Arrest, Trial, and Execution of Peter Kürten
Knowing that his identity was now known to the police, he feared that he will be connected to the crimes of “the Vampire of Düsseldorf”. He confessed to his wife he had raped Budlick and he may receive 15 years’ penal labor. Scharf helped her husband escape and arranged his lodgings in the Adlerstraße district of Düsseldorf. On May 23, after Kürten returned home, he confessed to his wife that he was the Vampire of Düsseldorf. Kürten then encouraged her to turn him in so that she could collect the reward offered for his capture. Scharf contacted the police and that afternoon, Kürten was arrested at gunpoint.
Kürten freely admitted his guilt in all the crimes police had attributed to the Vampire of Düsseldorf. He also admitted to 68 crimes including 10 murders and 31 attempted murders. Aside from the murders, he claimed to have drunk the blood from the throat of one victim, from the temple of another, and to have licked the blood from a third victim’s hands. He also added that in 1930, he decapitated a swan to drink its blood as he masturbated.
Peter Kürten: The Vampire of Düsseldorf pleaded not guilty because of insanity, but psychiatrist Dr. Karl Berg and other legal examiners ruled Kürten was legally sane and competent to stand trial.

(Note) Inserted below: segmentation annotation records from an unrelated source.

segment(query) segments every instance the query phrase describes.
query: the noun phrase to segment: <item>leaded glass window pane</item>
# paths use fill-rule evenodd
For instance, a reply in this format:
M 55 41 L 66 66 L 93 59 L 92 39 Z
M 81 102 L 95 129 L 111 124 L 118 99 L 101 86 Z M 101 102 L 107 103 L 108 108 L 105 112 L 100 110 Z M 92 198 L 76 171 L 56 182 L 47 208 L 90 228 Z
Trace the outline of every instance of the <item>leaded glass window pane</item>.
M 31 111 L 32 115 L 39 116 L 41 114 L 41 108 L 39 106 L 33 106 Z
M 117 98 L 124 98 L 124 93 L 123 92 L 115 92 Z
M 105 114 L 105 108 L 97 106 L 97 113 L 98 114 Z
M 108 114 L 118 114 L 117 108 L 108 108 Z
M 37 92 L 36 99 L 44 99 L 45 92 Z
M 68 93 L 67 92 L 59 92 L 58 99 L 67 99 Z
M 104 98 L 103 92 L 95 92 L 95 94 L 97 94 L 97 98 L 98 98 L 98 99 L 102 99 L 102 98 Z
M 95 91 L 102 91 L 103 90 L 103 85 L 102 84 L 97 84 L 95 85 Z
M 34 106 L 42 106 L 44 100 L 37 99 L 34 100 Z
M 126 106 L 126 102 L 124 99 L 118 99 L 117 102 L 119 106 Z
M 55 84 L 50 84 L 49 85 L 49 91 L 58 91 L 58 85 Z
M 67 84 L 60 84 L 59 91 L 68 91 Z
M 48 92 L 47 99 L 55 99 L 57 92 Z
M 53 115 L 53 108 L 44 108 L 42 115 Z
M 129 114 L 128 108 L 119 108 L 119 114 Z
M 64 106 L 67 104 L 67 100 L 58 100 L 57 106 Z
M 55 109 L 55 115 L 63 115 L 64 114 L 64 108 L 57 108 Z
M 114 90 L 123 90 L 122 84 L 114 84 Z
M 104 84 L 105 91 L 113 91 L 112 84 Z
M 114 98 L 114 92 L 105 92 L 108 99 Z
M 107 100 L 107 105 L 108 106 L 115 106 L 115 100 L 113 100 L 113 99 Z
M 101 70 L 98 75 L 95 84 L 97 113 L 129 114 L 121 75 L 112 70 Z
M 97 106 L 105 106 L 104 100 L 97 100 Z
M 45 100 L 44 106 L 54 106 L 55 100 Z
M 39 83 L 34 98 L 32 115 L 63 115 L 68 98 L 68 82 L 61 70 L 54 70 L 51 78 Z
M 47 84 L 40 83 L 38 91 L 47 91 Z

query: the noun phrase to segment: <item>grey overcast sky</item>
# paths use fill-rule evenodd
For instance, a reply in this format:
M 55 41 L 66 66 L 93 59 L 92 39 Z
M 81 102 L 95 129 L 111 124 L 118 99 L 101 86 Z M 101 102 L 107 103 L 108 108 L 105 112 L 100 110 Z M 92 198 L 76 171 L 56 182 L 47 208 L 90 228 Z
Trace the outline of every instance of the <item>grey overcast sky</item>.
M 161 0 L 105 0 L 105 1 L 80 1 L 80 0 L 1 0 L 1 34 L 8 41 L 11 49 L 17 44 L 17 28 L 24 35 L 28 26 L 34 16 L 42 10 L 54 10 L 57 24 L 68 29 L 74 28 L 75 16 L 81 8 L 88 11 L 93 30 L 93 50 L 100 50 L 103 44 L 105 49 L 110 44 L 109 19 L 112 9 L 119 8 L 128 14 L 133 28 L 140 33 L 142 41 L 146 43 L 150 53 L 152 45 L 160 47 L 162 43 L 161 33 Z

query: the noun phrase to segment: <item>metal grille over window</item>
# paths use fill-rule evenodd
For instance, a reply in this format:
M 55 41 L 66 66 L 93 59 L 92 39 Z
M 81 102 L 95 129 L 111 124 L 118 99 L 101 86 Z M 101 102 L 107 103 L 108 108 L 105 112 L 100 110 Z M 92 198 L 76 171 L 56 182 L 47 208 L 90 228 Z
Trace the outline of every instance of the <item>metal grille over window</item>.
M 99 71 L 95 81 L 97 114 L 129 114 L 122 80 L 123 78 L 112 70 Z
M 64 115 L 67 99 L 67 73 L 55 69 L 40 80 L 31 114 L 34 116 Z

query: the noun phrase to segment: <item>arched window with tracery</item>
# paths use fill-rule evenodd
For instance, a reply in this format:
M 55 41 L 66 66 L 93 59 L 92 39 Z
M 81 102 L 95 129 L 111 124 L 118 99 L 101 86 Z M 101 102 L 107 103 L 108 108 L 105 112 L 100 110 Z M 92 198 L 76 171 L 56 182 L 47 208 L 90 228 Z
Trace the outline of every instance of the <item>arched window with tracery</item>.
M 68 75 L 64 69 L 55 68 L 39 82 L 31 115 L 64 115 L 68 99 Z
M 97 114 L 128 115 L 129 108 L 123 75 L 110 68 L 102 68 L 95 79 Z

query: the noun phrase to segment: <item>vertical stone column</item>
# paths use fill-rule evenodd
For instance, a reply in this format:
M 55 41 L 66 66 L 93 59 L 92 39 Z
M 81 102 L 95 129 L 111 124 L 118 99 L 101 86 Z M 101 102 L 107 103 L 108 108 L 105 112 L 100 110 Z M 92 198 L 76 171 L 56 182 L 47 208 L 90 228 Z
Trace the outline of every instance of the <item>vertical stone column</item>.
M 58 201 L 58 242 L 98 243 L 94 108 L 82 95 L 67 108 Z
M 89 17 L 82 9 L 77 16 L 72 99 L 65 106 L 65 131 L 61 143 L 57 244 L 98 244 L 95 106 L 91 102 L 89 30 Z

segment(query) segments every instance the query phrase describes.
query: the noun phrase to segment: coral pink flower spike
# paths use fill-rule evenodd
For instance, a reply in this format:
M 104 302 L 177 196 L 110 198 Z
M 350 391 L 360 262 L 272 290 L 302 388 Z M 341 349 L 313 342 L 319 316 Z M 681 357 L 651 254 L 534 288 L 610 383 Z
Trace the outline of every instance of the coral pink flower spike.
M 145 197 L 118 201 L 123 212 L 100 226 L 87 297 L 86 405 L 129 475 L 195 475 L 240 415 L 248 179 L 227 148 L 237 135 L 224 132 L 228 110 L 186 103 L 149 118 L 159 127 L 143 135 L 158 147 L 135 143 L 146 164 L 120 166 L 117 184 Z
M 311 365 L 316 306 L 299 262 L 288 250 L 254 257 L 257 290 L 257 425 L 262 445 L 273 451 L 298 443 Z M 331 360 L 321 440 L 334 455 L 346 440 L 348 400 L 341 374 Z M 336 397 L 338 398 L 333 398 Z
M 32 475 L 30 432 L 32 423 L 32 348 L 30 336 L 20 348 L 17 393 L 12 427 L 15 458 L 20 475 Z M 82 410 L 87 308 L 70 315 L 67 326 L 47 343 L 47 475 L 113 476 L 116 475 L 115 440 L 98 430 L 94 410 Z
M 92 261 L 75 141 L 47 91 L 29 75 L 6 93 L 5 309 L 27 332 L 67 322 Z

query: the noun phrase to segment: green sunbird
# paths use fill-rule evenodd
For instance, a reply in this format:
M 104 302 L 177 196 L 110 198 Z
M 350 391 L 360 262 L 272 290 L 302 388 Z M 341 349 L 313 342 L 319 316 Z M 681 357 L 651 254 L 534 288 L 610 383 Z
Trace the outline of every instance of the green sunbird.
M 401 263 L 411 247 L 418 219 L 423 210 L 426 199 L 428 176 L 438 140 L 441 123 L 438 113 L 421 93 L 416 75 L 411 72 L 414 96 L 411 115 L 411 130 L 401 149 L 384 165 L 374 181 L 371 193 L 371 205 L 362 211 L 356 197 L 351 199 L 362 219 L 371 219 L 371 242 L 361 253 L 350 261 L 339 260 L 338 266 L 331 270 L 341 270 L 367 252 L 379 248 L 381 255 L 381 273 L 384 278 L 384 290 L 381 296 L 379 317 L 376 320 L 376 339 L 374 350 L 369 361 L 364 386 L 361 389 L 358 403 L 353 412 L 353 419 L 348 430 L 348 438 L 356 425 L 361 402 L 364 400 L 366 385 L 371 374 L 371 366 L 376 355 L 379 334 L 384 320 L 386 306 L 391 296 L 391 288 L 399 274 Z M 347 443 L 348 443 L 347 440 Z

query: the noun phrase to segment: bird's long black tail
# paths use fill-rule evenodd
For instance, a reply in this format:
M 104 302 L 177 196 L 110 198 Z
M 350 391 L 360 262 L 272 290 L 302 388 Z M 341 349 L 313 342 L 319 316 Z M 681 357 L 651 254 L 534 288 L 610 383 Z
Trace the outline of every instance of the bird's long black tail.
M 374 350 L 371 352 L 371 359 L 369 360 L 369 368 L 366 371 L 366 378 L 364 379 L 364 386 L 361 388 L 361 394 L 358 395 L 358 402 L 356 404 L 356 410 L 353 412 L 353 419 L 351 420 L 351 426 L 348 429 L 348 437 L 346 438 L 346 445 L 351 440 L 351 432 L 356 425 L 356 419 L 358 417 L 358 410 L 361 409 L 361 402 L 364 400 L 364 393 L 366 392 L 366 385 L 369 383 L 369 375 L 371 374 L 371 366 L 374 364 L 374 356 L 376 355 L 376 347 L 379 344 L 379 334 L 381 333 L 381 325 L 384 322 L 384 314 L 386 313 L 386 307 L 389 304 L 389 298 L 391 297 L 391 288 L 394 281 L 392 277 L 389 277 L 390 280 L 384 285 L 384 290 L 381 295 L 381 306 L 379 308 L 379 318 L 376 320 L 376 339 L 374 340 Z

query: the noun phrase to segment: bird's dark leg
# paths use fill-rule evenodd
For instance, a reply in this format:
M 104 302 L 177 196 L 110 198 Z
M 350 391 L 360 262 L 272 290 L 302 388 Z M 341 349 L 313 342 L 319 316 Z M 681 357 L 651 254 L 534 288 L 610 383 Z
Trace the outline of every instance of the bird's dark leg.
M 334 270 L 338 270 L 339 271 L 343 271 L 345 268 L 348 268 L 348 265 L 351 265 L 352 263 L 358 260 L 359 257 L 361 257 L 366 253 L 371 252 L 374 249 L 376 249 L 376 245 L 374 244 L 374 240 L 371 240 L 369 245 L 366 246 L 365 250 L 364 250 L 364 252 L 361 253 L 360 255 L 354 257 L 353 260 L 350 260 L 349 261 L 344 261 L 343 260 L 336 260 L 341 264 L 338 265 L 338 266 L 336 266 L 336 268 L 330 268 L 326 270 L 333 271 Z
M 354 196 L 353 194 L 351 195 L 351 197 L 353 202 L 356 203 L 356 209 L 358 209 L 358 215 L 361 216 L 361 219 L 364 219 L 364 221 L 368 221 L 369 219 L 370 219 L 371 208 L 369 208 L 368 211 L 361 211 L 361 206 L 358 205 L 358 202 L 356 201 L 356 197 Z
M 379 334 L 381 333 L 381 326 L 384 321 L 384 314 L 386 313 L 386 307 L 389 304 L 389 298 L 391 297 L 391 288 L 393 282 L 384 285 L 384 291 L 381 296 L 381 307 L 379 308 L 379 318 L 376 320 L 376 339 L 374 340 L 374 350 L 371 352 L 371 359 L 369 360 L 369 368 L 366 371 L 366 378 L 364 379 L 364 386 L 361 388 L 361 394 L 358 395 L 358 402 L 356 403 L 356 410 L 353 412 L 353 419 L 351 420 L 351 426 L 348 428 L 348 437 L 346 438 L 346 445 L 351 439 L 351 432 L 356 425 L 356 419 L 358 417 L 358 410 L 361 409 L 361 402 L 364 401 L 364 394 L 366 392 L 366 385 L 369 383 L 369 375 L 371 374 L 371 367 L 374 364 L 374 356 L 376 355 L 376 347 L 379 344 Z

After 10 days of trial, the jury deliberated for 90 minutes and found Kürten guilty and sentenced him to death on nine counts of murder. He was also found guilty of seven counts of attempted murder. Kürten did not appeal his conviction. He remained composed and asked for permission to see his Confessor, to write letters of apology to the relatives of his victims, and a final farewell letter to his wife.
On July 1, 1931, Kürten received his last meal, which was Wiener Schnitzel, a bottle of white wine, and fried potatoes. The next day, at 6 a.m., Peter Kürten was beheaded by guillotine in the grounds of Klingelputz Prison, Cologne. Before he was placed on the guillotine, he asked a psychiatrist, “Tell me… after my head is chopped off, will I still be able to hear, at least for a moment, the sound of my own blood gushing from the stump of my neck? That would be the pleasure to end all pleasures.”
Following his execution, his head was bisected and mummified. His brain was also removed and subjected to forensic analysis in an attempt to explain his personality and behavior. After the Second World War, Kürten’s head was transported to the United States, where it is currently on display at the Ripley’s Believe It or Not! museum in Wisconsin.
Dr. Karl Berg published a book, titled “The Sadist”, based on the confessions of Peter Kürten: The Vampire of Düsseldorf. Up until the late 2000s, Kürten’s crimes continued to inspire films, books, and TV shows.